A. Steiner, F. Mhimbira, J. van den Hombergh, P. Clowes, C. Mangu, B. van Ginneken, M. Hoelscher and K. Reither

45th World Conference on Lung Health 2014.

Background: Recent studies have shown that computer-aided diagnosis (CAD) of chest X-rays (CXR) allows the detection of pulmonary tuberculosis (TB) with a performance similar to that of clinical officers. This study investigated the performance of the new CAD4TB system in a Tanzanian prison. Design/Methods: Between August 2013 and June 2014, all inmates of the Ukonga Prison, Dar es Salaam, are screened for TB. X-rays are classified as "normal", "abnormal, not suggestive of TB", "abnormal, consistent with TB", and "abnormal, highly suggestive of active TB" by an assistant medical officer with two years of training in radiology (reader A) and processed by the software CAD4TB v3.07 (Diagnostic Image Analysis Group, Nijmegen University, The Netherlands). A subset of 517 consecutive images was re-evaluated by reader A, as well as by an independent clinical officer (reader B), and by a TB expert. The CXR findings of the TB expert, based on a case definition which included X-ray results either "consistent with TB" or "highly suggestive of active TB", determined the radiological reference that was used for CAD4TB and the two other readers. Results: On the 466 negative and 51 positive images, readers A and B performed with a sensitivity of 52.9% and 43.1%, and a specificity of 92.4% and 77.5%, respectively.
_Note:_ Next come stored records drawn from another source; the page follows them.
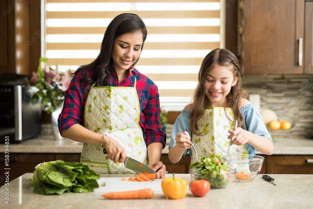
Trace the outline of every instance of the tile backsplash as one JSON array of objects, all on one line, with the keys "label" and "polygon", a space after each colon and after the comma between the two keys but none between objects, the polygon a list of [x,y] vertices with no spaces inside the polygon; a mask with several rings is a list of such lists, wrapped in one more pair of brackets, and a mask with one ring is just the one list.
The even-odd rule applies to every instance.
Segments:
[{"label": "tile backsplash", "polygon": [[275,136],[313,135],[313,75],[244,75],[244,89],[260,95],[261,109],[269,109],[292,117],[295,127]]}]

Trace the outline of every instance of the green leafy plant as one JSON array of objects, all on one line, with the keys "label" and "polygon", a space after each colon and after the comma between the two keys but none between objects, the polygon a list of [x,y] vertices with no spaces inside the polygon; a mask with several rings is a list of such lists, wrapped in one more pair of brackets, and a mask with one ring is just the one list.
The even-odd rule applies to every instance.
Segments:
[{"label": "green leafy plant", "polygon": [[75,71],[60,71],[57,63],[56,68],[53,69],[48,65],[48,61],[46,58],[40,58],[37,71],[33,72],[33,76],[28,81],[29,85],[35,85],[39,90],[32,97],[32,103],[35,104],[42,98],[44,110],[51,113],[64,99],[64,92]]},{"label": "green leafy plant", "polygon": [[84,163],[58,160],[41,163],[35,169],[29,181],[37,194],[87,192],[99,187],[96,180],[100,175]]},{"label": "green leafy plant", "polygon": [[164,127],[167,122],[167,112],[164,109],[161,107],[161,113],[160,115],[160,119],[161,121],[161,126]]}]

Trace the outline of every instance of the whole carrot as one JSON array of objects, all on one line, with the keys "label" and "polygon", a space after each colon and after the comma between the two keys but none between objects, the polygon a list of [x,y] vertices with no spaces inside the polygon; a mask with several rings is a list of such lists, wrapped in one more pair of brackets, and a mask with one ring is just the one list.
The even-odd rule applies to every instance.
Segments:
[{"label": "whole carrot", "polygon": [[153,191],[151,189],[110,192],[102,195],[104,197],[109,199],[148,199],[153,196]]}]

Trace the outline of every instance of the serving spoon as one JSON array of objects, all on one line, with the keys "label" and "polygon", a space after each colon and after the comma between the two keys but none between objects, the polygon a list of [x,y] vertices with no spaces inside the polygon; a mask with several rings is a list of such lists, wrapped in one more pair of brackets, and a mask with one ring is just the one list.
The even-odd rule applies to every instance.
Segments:
[{"label": "serving spoon", "polygon": [[[179,131],[180,132],[180,133],[183,133],[182,131],[182,129],[181,129],[180,127],[178,127],[178,128],[179,129]],[[193,149],[194,149],[194,150],[195,150],[195,152],[196,153],[196,159],[197,159],[197,161],[198,161],[198,153],[197,153],[197,150],[196,150],[196,148],[195,148],[195,147],[193,146],[193,145],[192,144],[192,143],[191,143],[191,146],[192,146],[192,148],[193,148]]]},{"label": "serving spoon", "polygon": [[[238,121],[237,120],[236,120],[236,122],[235,122],[235,126],[234,127],[234,131],[236,129],[236,128],[237,128],[238,126]],[[230,162],[230,156],[229,156],[229,148],[230,148],[230,144],[232,143],[232,141],[233,139],[235,138],[236,137],[235,136],[232,138],[230,139],[230,141],[229,141],[229,144],[228,146],[228,153],[227,155],[224,156],[223,157],[223,159],[225,162],[228,165],[228,164],[229,164],[229,162]]]}]

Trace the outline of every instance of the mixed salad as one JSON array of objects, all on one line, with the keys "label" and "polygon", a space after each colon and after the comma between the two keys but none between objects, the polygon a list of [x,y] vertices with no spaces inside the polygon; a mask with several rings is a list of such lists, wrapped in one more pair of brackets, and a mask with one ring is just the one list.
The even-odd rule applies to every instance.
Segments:
[{"label": "mixed salad", "polygon": [[195,175],[197,180],[203,179],[210,182],[212,188],[220,188],[227,184],[232,178],[226,172],[229,171],[227,165],[215,158],[203,157],[190,165],[190,168],[200,171]]}]

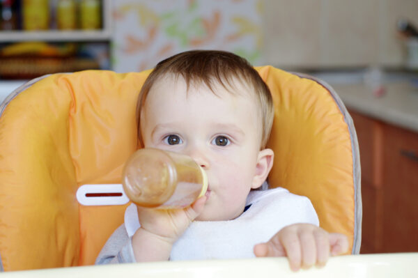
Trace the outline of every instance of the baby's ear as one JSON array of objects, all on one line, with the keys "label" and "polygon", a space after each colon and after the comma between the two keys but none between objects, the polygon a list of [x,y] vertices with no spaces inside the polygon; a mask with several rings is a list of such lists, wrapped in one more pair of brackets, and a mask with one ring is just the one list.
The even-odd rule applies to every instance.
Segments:
[{"label": "baby's ear", "polygon": [[258,188],[267,178],[272,167],[274,153],[270,148],[260,150],[256,165],[256,173],[253,178],[252,189]]}]

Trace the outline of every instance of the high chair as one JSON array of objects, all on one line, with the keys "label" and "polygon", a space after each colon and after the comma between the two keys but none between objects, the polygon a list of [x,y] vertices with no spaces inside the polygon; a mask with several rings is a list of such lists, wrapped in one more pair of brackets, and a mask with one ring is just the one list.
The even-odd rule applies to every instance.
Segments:
[{"label": "high chair", "polygon": [[[358,254],[362,202],[351,118],[330,86],[271,66],[272,187],[308,196]],[[86,265],[123,222],[124,206],[84,206],[84,184],[121,183],[137,149],[135,108],[150,71],[87,70],[32,80],[0,106],[0,256],[4,270]]]}]

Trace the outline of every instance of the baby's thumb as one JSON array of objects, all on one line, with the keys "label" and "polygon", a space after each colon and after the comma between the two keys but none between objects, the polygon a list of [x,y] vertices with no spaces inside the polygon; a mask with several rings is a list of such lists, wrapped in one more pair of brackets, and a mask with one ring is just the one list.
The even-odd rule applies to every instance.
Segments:
[{"label": "baby's thumb", "polygon": [[348,239],[341,233],[330,233],[330,245],[331,247],[331,255],[341,255],[348,252]]}]

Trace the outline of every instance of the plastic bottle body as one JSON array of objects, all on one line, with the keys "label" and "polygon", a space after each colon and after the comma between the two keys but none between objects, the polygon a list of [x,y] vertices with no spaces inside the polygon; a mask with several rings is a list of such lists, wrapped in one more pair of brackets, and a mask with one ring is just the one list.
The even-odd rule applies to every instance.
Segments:
[{"label": "plastic bottle body", "polygon": [[208,187],[205,171],[190,157],[155,148],[138,150],[130,157],[122,183],[132,202],[158,208],[189,206]]}]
CAD4TB performed significantly better than reader B, but not as good as reader A (AUC 0.751, e.g. sensitivity 52.9% and specificity 83.5% for a defined threshold). The intra-reader agreement of reader A was good (Cohen's i:31.80), but the agreement between A and B was low (13.36). Although all readers, including CAD4TB, analyzed every CXR in under two minutes, human readers delayed 10% of images by more than 20 hours during the screening. Conclusion: This first evaluation of CAD4TB in a real-world screening situation showed, in line with previous studies, that CAD4TB performs better than a clinical officer (B), but not as good as a more experienced X-ray reader (A). Moreover, the overall time to detection is kept predictably short, which is an important criterion in multistage screening algorithms.